Calculating VaR Using Delta-Normal Approach
We will cover following topics
Introduction
In this chapter, we will delve into the Delta-Normal approach, a widely used technique for calculating Value at Risk (VaR) specifically for non-linear derivatives. The Delta-Normal method offers a simplified approximation by assuming that the distribution of portfolio returns is normal and employing the concept of the delta of derivatives. Let’s explore this approach and its application in calculating VaR.
The Delta-Normal approach is a valuable tool for estimating VaR in cases involving non-linear derivatives. This method leverages the delta of derivatives, allowing for a simplified representation of portfolio risk. By understanding the concepts and calculations involved in the Delta-Normal approach, you will be equipped to assess the potential loss associated with non-linear derivatives under different market conditions.

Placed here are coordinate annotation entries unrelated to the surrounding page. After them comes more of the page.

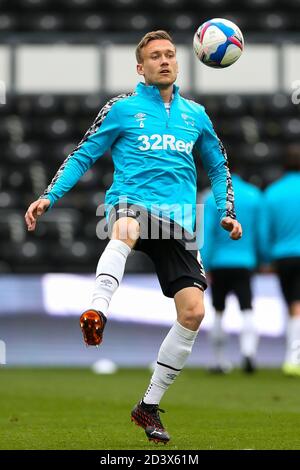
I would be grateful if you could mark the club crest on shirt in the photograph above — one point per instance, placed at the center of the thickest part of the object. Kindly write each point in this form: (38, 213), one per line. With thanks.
(188, 120)
(140, 118)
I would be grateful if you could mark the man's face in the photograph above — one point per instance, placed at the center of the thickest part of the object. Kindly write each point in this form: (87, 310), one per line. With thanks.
(159, 66)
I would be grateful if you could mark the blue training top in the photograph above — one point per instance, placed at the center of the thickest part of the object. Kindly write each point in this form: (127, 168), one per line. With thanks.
(152, 155)
(219, 250)
(281, 221)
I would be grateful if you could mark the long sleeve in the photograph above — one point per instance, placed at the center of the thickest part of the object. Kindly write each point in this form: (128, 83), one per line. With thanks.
(215, 163)
(99, 137)
(265, 230)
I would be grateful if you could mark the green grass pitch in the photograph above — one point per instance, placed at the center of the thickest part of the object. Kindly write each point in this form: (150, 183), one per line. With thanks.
(76, 409)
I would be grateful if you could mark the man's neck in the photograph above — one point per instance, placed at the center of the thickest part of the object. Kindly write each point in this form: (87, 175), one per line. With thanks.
(166, 94)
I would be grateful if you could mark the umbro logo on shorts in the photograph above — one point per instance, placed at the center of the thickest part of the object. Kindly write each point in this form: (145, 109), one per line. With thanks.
(126, 211)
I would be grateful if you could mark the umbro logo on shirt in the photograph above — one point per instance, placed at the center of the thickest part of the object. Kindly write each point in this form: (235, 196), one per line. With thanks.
(140, 118)
(188, 120)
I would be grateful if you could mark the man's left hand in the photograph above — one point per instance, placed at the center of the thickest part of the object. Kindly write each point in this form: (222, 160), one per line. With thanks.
(232, 226)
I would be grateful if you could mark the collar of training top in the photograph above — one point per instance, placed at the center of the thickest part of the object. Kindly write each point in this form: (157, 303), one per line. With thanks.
(153, 90)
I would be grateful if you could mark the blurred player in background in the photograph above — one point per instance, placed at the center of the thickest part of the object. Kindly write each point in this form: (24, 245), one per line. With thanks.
(151, 133)
(230, 266)
(281, 231)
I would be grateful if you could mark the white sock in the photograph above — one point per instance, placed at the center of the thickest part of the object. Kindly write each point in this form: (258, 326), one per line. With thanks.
(248, 335)
(109, 274)
(218, 339)
(172, 356)
(292, 355)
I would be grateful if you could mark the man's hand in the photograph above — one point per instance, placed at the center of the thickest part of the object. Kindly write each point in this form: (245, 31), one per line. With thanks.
(35, 210)
(232, 226)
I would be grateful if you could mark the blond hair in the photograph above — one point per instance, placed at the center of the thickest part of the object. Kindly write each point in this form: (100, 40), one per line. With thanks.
(151, 36)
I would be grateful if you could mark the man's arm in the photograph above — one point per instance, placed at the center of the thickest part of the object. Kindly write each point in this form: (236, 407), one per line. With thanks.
(99, 137)
(209, 225)
(215, 163)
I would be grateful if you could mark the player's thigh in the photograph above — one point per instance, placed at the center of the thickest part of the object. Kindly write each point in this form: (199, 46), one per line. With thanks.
(126, 229)
(176, 267)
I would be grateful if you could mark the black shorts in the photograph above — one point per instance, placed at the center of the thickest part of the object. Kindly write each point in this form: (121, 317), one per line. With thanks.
(288, 270)
(175, 265)
(226, 280)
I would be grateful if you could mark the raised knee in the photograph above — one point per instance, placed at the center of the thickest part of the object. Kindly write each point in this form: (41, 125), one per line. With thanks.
(193, 314)
(126, 229)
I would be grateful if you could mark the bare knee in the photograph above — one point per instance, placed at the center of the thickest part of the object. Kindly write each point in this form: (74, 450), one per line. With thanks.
(126, 229)
(191, 315)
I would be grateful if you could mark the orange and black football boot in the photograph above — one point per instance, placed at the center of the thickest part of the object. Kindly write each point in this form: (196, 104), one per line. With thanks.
(147, 417)
(92, 324)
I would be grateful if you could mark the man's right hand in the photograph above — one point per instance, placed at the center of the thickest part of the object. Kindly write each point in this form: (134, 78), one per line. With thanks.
(35, 210)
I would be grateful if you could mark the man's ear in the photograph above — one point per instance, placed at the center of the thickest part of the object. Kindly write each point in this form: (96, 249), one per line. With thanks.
(140, 69)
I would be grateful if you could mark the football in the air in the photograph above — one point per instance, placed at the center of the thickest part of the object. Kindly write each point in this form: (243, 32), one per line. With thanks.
(218, 43)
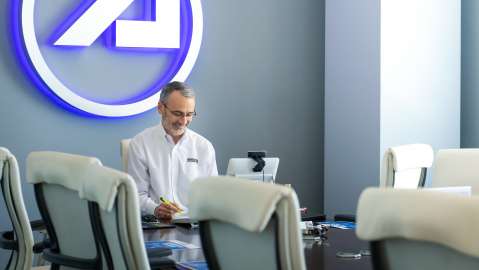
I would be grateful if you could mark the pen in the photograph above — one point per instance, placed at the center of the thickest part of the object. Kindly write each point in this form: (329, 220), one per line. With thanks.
(167, 202)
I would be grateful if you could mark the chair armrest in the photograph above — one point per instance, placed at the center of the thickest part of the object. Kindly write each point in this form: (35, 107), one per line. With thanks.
(69, 261)
(158, 252)
(40, 246)
(161, 263)
(37, 225)
(7, 241)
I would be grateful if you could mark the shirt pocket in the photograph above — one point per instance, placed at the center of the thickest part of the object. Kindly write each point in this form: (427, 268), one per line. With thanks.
(191, 170)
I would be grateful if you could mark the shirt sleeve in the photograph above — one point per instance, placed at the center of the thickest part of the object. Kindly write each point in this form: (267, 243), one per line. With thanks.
(213, 170)
(138, 169)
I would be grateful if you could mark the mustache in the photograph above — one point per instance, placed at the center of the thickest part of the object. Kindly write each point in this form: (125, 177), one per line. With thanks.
(179, 126)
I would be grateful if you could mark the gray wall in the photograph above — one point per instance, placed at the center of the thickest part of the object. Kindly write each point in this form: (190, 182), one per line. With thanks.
(420, 73)
(392, 76)
(259, 78)
(469, 72)
(351, 139)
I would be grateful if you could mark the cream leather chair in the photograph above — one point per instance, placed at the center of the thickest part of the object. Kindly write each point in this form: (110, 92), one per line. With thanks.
(124, 146)
(20, 241)
(246, 224)
(457, 167)
(91, 213)
(426, 229)
(405, 166)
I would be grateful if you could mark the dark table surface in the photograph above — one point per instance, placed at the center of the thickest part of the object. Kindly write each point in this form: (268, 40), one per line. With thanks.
(318, 254)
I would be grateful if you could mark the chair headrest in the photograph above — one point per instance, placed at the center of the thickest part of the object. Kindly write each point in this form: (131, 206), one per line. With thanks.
(246, 203)
(412, 156)
(447, 219)
(83, 174)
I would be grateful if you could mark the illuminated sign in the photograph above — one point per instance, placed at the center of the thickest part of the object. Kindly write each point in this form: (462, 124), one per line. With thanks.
(170, 29)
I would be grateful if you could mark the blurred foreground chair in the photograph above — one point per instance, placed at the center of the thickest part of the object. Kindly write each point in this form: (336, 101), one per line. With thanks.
(91, 214)
(457, 167)
(419, 229)
(405, 166)
(246, 224)
(124, 146)
(20, 239)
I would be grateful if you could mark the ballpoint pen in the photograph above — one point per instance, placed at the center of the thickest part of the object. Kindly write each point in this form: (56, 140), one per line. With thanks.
(167, 202)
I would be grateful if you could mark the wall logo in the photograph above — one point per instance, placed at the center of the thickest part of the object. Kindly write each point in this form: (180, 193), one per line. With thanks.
(52, 47)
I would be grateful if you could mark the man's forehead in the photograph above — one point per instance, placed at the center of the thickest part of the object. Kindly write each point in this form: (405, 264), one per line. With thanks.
(176, 100)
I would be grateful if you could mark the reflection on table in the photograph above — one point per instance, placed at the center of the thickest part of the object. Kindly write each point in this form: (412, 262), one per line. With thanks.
(318, 254)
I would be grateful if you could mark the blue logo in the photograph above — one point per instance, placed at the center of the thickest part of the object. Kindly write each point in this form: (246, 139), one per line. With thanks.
(107, 57)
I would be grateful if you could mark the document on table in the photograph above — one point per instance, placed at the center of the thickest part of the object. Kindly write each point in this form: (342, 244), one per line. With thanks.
(170, 244)
(193, 265)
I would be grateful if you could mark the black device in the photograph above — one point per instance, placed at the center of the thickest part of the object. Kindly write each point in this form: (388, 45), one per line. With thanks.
(150, 222)
(258, 157)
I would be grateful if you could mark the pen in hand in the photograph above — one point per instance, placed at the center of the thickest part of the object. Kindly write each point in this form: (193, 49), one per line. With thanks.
(167, 202)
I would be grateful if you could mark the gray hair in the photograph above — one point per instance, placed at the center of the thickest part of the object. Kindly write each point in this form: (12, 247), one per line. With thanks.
(184, 89)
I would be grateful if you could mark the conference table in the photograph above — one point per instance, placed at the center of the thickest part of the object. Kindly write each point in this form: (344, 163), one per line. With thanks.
(318, 254)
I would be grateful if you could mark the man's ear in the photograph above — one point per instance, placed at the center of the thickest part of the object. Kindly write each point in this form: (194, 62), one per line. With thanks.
(160, 108)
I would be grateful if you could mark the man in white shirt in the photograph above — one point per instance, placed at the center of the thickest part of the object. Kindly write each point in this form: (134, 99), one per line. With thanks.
(164, 159)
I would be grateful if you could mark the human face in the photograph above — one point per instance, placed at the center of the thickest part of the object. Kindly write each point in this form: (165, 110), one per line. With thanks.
(176, 114)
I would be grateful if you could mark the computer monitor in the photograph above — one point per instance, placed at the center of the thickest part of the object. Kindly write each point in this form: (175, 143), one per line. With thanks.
(243, 167)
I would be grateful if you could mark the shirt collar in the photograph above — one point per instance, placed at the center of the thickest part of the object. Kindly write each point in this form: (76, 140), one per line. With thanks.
(168, 137)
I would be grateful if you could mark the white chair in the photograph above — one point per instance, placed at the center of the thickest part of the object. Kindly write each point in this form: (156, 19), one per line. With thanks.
(426, 229)
(457, 167)
(20, 240)
(405, 166)
(247, 225)
(91, 213)
(124, 146)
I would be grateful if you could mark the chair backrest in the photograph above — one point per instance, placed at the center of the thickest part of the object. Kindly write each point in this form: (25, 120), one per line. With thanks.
(247, 225)
(405, 166)
(426, 230)
(457, 167)
(91, 212)
(22, 246)
(124, 146)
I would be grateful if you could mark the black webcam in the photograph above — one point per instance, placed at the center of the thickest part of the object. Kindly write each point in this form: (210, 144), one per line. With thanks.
(258, 157)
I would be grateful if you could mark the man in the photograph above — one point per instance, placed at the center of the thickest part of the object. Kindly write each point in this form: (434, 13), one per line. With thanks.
(164, 159)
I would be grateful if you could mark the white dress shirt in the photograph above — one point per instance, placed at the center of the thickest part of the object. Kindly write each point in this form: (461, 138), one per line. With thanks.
(162, 168)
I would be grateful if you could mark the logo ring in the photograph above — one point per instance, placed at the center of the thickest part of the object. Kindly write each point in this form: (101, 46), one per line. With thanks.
(95, 108)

Delta-Normal Approach and Its Explanation
The Delta-Normal approach hinges on the assumption that the distribution of portfolio returns is approximately normal. This simplifies the calculation process while still providing a useful estimate of potential loss. The “delta” of a derivative measures the sensitivity of its value to changes in the underlying asset’s price. In the Delta-Normal method, the VaR calculation involves multiplying the delta of the derivative by the standard deviation of the asset’s return and then by an appropriate confidence level z-score.
Calculating VaR Using Delta-Normal Approach
The formula for calculating VaR using the Delta-Normal approach is as follows:
$$VaR=\Delta \times \sigma \times Z$$
Where:
- $\Delta$ represents the delta of the derivative.
- $\sigma$ is the standard deviation of the asset’s return.
- $Z$ is the $z$-score corresponding to the chosen confidence level (e.g., 1.645 for 95% confidence).
Example: Consider a portfolio that includes call options on a specific stock. The delta of a call option can be less than 1, signifying its non-linear behavior concerning changes in the stock price. Suppose the delta of the call option is 0.7, and the standard deviation of the stock’s return is 0.2. For a 95% confidence level, the $z$-score is 1.645. Using the Delta-Normal formula, we can calculate the VaR as follows:
$$VaR=0.7 \times 0.2 \times 1.645=0.2303$$
Thus, the estimated VaR for the given portfolio is 23.03%.
Conclusion
The Delta-Normal approach serves as a practical technique for estimating VaR in scenarios involving non-linear derivatives. By leveraging the delta and making the assumption of normal distribution, this method offers a simplified yet effective means of assessing potential losses. Understanding how to calculate VaR using the Delta-Normal approach equips risk managers and financial professionals with valuable insights into portfolio risk associated with non-linear derivatives.